To configure the instance-level authentication configuration

  1. Go to Settings > Instance login. (Example URL - https://app.corp.com/instance-settings/instance-login)

  2. On this page, you can configure the following settings:

only instance level login

SSO (Single Sign-On)​

  • SSO makes it easier for organizations to manage user access. Users can use one login for different tools, and admins can quickly add or remove access when needed. Thus, it improves an organization's onboarding and offboarding experience.

  • At the instance level you can configure SSO with Google, GitHub, and OpenID Connect. Please check the SSO docs for a detailed guide on SSO configuration.

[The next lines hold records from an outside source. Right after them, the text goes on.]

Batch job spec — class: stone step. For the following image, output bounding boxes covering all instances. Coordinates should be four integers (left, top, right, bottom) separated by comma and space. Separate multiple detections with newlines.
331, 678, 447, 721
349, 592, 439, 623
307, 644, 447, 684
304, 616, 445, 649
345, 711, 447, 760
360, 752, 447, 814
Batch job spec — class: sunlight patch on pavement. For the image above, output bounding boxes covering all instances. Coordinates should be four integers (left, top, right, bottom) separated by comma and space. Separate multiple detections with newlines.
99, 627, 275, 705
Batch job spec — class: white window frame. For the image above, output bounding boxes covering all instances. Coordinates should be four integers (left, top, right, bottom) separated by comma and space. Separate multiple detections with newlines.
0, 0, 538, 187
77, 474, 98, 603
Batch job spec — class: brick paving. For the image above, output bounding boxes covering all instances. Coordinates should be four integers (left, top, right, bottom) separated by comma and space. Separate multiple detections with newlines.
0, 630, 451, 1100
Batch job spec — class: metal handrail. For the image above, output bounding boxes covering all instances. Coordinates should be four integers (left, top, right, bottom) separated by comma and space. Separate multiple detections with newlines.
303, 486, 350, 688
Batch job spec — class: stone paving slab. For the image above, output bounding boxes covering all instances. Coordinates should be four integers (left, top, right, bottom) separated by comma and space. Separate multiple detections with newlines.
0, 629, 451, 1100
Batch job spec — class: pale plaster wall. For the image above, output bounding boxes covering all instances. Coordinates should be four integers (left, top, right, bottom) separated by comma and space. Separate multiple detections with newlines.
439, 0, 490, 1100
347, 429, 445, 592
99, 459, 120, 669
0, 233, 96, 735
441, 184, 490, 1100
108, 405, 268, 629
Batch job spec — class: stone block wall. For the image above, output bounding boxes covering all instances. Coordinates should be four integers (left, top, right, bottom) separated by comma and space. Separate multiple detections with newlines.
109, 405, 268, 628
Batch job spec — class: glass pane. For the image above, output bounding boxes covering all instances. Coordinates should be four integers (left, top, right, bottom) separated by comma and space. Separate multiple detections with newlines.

  • You can also configure the Google or Github with Environment Variables. To set Google as default SSO use the following environment variable.

    VariableDescription
    SSO_GOOGLE_OAUTH2_CLIENT_IDGoogle OAuth client id

  • To set GitHub as the default SSO use the following environment variables:

    VariableDescription
    SSO_GIT_OAUTH2_CLIENT_IDGitHub OAuth client ID
    SSO_GIT_OAUTH2_CLIENT_SECRETGitHub OAuth client secret
    SSO_GIT_OAUTH2_HOSTGitHub OAuth host name if GitHub is self-hosted

Allowed Domains​

  • This feature helps restrict login access to specific email domains, ensuring that only authorized users from your organization can sign up or log in.

  • You can add multiple domains for login by specifying allowed domain names, separated by commas. Example: corp.com, corp.io, corp.ai

Sign-Up Without Invitations​

  • This feature allows organizations to simplify onboarding by letting users sign up without needing an invitation.

  • The Enable Signup feature lets users create accounts without being invited.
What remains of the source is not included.